Entschieden habt Ihr Euch dann für Mark Buxton …
Ja, Mark Buxton war damals für uns am spannendsten. Mit den ganzen Comme-des-Garçons-Düften hat er einfach so ungewöhnliche Düfte gemacht und für uns mit diesem besonderen Konzept von Rauch, der nicht unangenehm nach Rauch stinkt, am besten gepasst hat. Er hat uns dann das Parfum Dreckig bleiben gebastelt und der ist – wie ich immer noch finde – sensationell. Ein unglaublich schöner, toller Duft.
Dann war ich mal ganz kurz ein bisschen schlau und hab gesagt, dass wir nur in Japan und New York Werbung machen. Wir haben 2012 mit Dreckig bleiben gestartet, damals war die Blogger-Szene noch ein bisschen anders. Man konnte Proben also einfach mal wohin schicken (Anm. d. Red.: zu einem Blogger) und die Leute waren dankbar, dass es etwas zu berichten gibt. Unsere Werbung hat in Japan für ein bisschen Aufruhr gesorgt und für spannende Blogbeiträge in New York.
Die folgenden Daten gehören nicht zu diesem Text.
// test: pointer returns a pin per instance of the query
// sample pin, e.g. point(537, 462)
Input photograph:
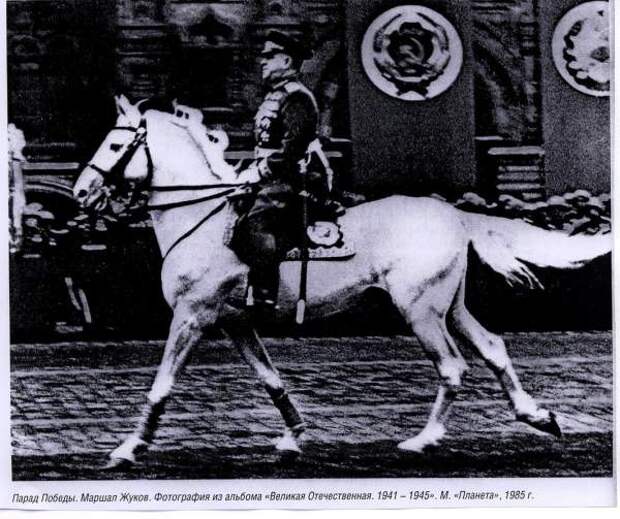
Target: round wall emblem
point(581, 49)
point(412, 53)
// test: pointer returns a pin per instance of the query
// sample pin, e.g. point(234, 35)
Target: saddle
point(326, 237)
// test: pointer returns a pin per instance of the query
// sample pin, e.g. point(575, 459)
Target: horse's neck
point(171, 224)
point(178, 161)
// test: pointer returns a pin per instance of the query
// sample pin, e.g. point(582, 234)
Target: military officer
point(285, 132)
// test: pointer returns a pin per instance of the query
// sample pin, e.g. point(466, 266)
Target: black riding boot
point(263, 258)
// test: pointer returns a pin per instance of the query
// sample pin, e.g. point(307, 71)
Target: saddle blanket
point(326, 241)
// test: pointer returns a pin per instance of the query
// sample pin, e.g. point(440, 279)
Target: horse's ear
point(119, 107)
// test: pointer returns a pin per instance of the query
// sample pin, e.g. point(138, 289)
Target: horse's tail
point(504, 244)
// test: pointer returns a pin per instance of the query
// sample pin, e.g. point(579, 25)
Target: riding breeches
point(262, 237)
Dann ist es passiert, dass die New Yorker Vogue die deutsche Vogue angerufen hat und nachgefragt hat, was das für ein toller neuer Duft aus Deutschland ist, über den die Blogger in New York so begeistert schreiben. Und die deutsche Vogue wusste lustigerweise von gar nichts. Dadurch entstand dann die Situation, dass in Deutschland ganz viele nachgefragt haben: Hey, wer ist das? Wer macht das (Anm. d. Red.: Parfum Dreckig bleiben) eigentlich? Wir hatten dann mit unserem ersten Duft einen guten Erfolg – bis heute ist Dreckig bleiben unser Top-Seller. Ja, Dreckig bleiben! Damit hat alles angefangen.
Und dann kam Concrete Flower?
Genau, unsere Nummer Zwei war dann eben Concrete Flower. Da war die Idee, einen Duft zu schaffen, der so unmittelbar ist wie Graffiti. Street-Art. Egal, ob man es mag oder auch nicht, es ist einfach da und hat so eine eigene Präsenz und Kraft. Der Name Concrete Flower kommt daher, weil es den Beton zum Blühen bringt. Bei diesem Duft hatte Mark Buxton die Idee, das Ingweröl so hochzudrehen, dass es fast wie Lack riecht. Es ist eine tolle Mischung aus asiatischen Kräutern, die dann hin zu Kräutern der Provence gehen und gleichzeitig etwas Kühles besitzt, das an Stein erinnert.